As Deputy Administrator for the Supplemental Nutrition Assistance Program (SNAP), I was honored to join our partner, the National Council of La Raza (NCLR), community leaders, families and a representative from the First Lady’s Let’s Move! initiative at a press briefing to promote promising practices and policies that can help turn the tide on child hunger and obesity and improve access to nutritious foods for Hispanic children and their families. The press briefing took place the day after USDA’s release of the 2009 Household Food Security Report in the United States. NCLR’s press conference was an effort to draw attention to the fastest growing and youngest population across the United States who have difficulty putting healthy meals on the table, due to inadequate access to nutritious food. Hispanic children are among those at greatest risk for overweight and obesity and, at the same time, are the most likely to be living with hunger. Both obesity and hunger have serious implications for children’s health and well-being — all of which are priorities of the Obama administration.
The smell of freshly cooked foods greeted us as we arrived at Mary’s Center for Maternal and Child Care in Washington, D.C. The press conference was preceded by an informal breakfast with a Mary’s Center nutritionist, families and young women, where chefs provided cooking demonstrations. The menus featured nutritious, visually appealing and delicious WIC-approved foods. I saw firsthand the critical role our Special Supplemental Nutrition Program for Women, Infants, and Children (WIC) plays in improving nutritional assistance for pregnant women and young children. The foods reflected recent changes to the food packages, making them healthier and culturally relevant to our participants.
The breakfast helped set the stage for the messages delivered by the speakers, each of whom talked about the connection between child nutrition, children’s health outcomes and future achievement. As I looked around the Center, I couldn’t help but be encouraged by the hard work and dedication of this important community partner providing such a wide range of services to the community. In other words, it’s a program that does a lot for the health of their community.

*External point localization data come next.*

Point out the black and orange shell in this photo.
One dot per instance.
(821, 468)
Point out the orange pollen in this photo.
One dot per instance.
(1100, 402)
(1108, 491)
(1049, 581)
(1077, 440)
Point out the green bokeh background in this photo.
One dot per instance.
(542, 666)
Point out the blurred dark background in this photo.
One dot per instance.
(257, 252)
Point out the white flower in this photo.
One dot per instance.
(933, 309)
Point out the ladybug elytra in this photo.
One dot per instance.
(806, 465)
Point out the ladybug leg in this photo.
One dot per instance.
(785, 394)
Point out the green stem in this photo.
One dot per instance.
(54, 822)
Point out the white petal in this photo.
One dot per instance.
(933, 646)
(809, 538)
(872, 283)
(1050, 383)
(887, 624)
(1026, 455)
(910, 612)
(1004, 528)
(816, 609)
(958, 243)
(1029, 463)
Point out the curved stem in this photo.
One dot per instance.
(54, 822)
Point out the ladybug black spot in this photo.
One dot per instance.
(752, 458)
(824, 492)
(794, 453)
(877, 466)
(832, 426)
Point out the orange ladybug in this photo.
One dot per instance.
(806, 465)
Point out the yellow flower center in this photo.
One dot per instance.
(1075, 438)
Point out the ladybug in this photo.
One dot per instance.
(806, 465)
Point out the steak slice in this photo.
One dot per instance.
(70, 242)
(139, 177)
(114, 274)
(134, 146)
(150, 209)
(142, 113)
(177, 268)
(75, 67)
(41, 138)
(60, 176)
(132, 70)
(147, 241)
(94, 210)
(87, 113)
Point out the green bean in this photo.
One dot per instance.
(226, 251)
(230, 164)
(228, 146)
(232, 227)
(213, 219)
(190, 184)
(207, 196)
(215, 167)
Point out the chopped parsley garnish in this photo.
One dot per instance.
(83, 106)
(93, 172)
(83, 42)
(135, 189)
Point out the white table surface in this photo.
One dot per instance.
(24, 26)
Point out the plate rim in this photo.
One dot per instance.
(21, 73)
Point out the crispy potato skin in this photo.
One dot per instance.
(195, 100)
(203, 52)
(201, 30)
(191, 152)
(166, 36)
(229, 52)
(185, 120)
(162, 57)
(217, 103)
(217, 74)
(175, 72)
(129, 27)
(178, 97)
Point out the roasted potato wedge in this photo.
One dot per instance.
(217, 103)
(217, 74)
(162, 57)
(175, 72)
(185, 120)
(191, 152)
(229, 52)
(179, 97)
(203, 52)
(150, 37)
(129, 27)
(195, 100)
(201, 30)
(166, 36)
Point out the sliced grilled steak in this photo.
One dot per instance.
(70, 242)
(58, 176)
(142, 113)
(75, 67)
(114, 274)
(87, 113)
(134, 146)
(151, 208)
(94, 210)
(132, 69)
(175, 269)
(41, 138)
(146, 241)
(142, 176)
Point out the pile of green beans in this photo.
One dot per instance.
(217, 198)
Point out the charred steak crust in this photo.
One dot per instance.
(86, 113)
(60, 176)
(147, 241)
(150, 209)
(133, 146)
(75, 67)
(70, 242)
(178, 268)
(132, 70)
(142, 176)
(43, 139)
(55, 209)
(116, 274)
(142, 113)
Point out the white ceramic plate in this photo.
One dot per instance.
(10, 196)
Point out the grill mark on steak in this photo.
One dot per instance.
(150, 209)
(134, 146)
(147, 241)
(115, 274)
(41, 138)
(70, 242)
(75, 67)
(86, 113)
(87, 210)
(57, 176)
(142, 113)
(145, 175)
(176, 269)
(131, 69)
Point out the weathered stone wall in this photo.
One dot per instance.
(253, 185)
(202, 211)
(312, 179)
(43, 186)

While at the Center, I had the chance to speak about the administration’s strong commitment to nutrition assistance as an essential support for low-income families. My focus was clear: the administration remains strongly committed to nutrition assistance as an essential support for families. And we know that in order to end hunger we have to improve access to our programs and remove barriers that prevent people from participating. We’ve made great strides in achieving our goal but we must continue to work on new and creative approaches to getting more Hispanic households participating in our programs.
I was reminded of the power of our programs as I listened to Brenda Alvarado’s story—a 17-year-old who had been a WIC baby and continues to participate in health and nutrition counseling programs provided at Mary’s Center. Her message about how much these programs have meant to her and her family resonated with everyone in the room. Brenda’s story epitomizes how our programs have the power to change lives.